その後、私は独立することを決めた。会社も私を快く送り出してくれたけれど、足を引っ張り続ける私を追い出すことができて、都合が良かったのかもしれない。退職した会社にとって誤算だったのは、私を指名して仕事を発注していたクライアントが幾つか存在したことである。彼らは独立した私の会社に直接コンタクトを取ってきた。エンドウはその中の一人である。結果的に、世話になった大学の先輩の会社から複数の顧客を奪うという、恩を仇で返す形になってしまった。

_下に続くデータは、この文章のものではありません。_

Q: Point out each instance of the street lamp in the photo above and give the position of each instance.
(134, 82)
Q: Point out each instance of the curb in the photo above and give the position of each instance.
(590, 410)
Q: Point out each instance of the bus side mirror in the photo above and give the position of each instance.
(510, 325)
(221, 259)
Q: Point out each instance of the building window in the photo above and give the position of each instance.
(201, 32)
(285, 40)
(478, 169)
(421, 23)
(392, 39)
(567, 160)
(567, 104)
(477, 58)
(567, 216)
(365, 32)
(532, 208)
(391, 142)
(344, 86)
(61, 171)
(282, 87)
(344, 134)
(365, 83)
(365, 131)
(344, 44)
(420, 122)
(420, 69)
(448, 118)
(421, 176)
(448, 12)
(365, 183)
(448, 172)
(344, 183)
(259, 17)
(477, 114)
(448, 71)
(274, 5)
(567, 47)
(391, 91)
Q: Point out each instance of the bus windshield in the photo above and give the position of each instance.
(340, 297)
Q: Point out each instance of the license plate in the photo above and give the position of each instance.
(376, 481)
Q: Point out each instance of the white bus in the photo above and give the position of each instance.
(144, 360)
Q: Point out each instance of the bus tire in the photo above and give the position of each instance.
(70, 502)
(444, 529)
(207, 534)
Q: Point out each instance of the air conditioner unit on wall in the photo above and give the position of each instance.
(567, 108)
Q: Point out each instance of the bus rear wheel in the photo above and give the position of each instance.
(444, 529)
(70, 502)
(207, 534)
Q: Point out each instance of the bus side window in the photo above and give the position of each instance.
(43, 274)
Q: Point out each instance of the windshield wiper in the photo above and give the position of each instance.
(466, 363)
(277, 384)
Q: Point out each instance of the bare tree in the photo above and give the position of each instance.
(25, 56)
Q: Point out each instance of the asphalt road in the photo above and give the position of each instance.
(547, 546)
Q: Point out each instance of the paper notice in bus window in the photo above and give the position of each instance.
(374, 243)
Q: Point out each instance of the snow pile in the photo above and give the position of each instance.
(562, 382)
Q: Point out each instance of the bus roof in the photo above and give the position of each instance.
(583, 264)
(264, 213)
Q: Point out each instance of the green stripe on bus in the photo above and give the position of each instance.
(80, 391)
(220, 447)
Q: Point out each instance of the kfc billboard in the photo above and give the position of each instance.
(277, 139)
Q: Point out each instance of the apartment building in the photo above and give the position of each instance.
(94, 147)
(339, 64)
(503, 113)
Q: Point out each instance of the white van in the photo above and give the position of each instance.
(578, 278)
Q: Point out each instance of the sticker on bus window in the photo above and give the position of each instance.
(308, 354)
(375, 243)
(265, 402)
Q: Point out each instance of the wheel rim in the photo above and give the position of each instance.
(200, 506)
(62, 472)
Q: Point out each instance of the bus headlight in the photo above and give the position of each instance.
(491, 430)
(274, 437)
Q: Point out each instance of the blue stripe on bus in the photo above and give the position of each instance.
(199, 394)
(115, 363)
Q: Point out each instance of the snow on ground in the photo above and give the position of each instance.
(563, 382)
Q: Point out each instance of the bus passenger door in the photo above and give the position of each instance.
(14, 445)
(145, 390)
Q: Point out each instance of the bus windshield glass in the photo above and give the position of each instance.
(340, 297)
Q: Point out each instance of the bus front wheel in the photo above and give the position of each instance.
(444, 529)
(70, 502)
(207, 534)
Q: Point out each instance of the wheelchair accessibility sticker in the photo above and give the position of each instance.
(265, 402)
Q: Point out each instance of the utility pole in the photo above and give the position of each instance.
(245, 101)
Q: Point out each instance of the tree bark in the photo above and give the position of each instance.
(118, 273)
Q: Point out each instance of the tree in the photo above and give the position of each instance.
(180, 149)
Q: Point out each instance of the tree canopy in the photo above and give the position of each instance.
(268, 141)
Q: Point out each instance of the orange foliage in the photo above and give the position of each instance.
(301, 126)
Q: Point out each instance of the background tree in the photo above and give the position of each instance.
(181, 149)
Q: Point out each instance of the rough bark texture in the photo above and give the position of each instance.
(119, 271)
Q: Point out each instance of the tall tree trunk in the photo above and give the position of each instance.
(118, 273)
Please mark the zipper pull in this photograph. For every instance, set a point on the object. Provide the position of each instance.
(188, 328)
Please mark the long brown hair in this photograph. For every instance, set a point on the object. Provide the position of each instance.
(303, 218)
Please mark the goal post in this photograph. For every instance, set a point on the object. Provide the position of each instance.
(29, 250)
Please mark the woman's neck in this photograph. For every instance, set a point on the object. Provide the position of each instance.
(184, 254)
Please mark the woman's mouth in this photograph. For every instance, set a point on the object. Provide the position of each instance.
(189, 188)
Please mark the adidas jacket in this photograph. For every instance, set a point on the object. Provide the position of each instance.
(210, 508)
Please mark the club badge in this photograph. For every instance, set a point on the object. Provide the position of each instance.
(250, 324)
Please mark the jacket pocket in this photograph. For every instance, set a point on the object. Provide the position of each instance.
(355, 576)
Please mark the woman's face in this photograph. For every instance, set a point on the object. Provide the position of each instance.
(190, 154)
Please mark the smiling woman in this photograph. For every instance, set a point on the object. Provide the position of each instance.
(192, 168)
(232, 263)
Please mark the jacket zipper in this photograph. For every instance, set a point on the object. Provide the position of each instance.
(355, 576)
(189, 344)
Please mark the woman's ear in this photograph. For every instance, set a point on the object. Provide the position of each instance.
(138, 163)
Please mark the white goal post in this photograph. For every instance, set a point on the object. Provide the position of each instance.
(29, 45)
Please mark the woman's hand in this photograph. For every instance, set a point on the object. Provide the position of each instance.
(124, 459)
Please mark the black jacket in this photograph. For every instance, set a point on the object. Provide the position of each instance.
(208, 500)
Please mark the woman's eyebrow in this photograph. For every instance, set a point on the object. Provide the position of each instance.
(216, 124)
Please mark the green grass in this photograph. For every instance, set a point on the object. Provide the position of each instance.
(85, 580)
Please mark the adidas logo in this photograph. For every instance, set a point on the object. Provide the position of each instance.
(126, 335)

エンドウの経営する会社は、東京の赤坂にオフィスを構える、建築と不動産を扱う「デベロッパー」で、私は彼らから定期的に仕事を依頼され続けていた。

今年の初めに、エンドウからの電話を受けた。

「ウチの会社がね、今さ、中国の海湾はいわんで向こうの会社と合同でリゾート住宅を建ててるんだけど、日本人にも販売したいんだよ。で、その、日本人向けのホームページとパンフレットをモモカちゃんにお願いしたいんだよ」

「ありがとうございます。あの、海湾はいわんって何処ですか」

「上海の郊外にあるリゾート地なんだけどね。それでね、三月に一緒に上海に行って、取材をして欲しいんだ。やっぱり、現地を見ないとイメージが湧かないだろ。パスポートはあるかい」

「あります」

「じゃあ、旅費とか宿泊費は全部出すから、一緒に行ってよ。カメラマンとウチのスタッフも一緒だから。あと、ホームページとパンフレットの見積書も頂戴」

三月の指定された日時に私は成田空港に向かい、そして今、搭乗のアナウンスを聞いている。